(“At Midnight I’ll Rip Out Your Soul”)
Production: Brazil, 1963-64
Director: José Mojica Marins
Not only the first proper horror film ever made in Brazil, but also the most original black-and-white essay in supernatural horror and gothic terror since Mario Bava’s Maschero Del Demonio, A Meia-Noite Levarei Sua Alma is the first dark masterpiece by José Mojica Marins. Marins himself plays the role of village undertaker Zé do Caixão (“Coffin Zé”), a bearded graveyard dandy in black top hat and cape. Zé, who has bizarre philosophies to match his appearance, cruelly holds sway over the superstitious locals, whom he holds in absolute contempt; in several scenes, he espouses a nihilistic credo which is part anti-religion, part Nietzschean intellectual supremacy. But above all, Zé – who is searching for a woman to bear him a son in order to continue his superior bloodline – is a sadist capable of stupendous acts of violence (signalled by his eyes – filmed in close-up – becoming bloodshot). These include severing a man’s fingers with a broken bottle, horse-whipping a man in a bar-fight, beating a woman to bloody pulp before raping her, and destroying a doctor’s eyes with his long fingernails before setting the wretch on fire. He also murders his wife – who is barren and therefore of no use to him – by tarantula bite, and brutally smashes another man’s skull with a poker before drowning him. Zé’s atheism is finally tested after his rape victim curses him – “at midnight I’ll rip out your soul!” – before hanging herself, and the local witch hounds him with prophesies of infernal damnation. In a drunken rage, the undertaker smashes up his own candlelit cemetery whilst screaming curses at the dead; later, during a violent thunderstorm, he is tormented by the voices of his victims and accusers, and shouts a challenge to Satan himself to appear and prove his existence. This leads to the film’s climactic sequence, a tour-de-force in which Zé, walking alone through the forest during the Night of the Dead, becomes more and more agitated and apprehensive; finally he sees the bloody ghost of the man he drowned, followed by the procession of the dead (shot in negative), who are carrying his own body in a burial casket. Returning to the morgue, Zé is driven to break open the coffins of his victims – the scene closes with his soul-rending scream as he beholds the rotting corpses, crawling with maggots and spiders. When the villagers find him, he is sprawled upside-down, his face contorted and disfigured, eyes bulging hideously and sightlessly; the clock strikes midnight.

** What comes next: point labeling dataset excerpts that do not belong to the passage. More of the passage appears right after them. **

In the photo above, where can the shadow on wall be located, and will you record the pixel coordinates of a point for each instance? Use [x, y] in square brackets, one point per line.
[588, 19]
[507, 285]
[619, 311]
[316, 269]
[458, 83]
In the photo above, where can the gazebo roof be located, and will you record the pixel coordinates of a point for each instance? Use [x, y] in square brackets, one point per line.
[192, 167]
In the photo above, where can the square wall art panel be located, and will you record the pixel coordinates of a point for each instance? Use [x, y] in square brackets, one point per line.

Running for around 80 minutes, A Meia-Noite Levarei Sua Alma is an oneiric framing of sadism, sexual mania, psychosis, blasphemy and metaphysical rage, visually adorned with all the accoutrements of voodoo, black magic and the grave. Its disturbing ambience is enhanced by a cacophonous soundtrack of screams, evil laughter, electronic noise, storms, discordant music, and massive reverb on the actors’ voices. It was a huge – and unexpected – hit in Brazil, leading Marins to return with an even more remarkable sequel, Esta Noite Encarnarei No Teu Cadáver (“Tonight I’ll Infest Your Corpse”), a spectro-sexual sado-trip into the very bowels of Hell.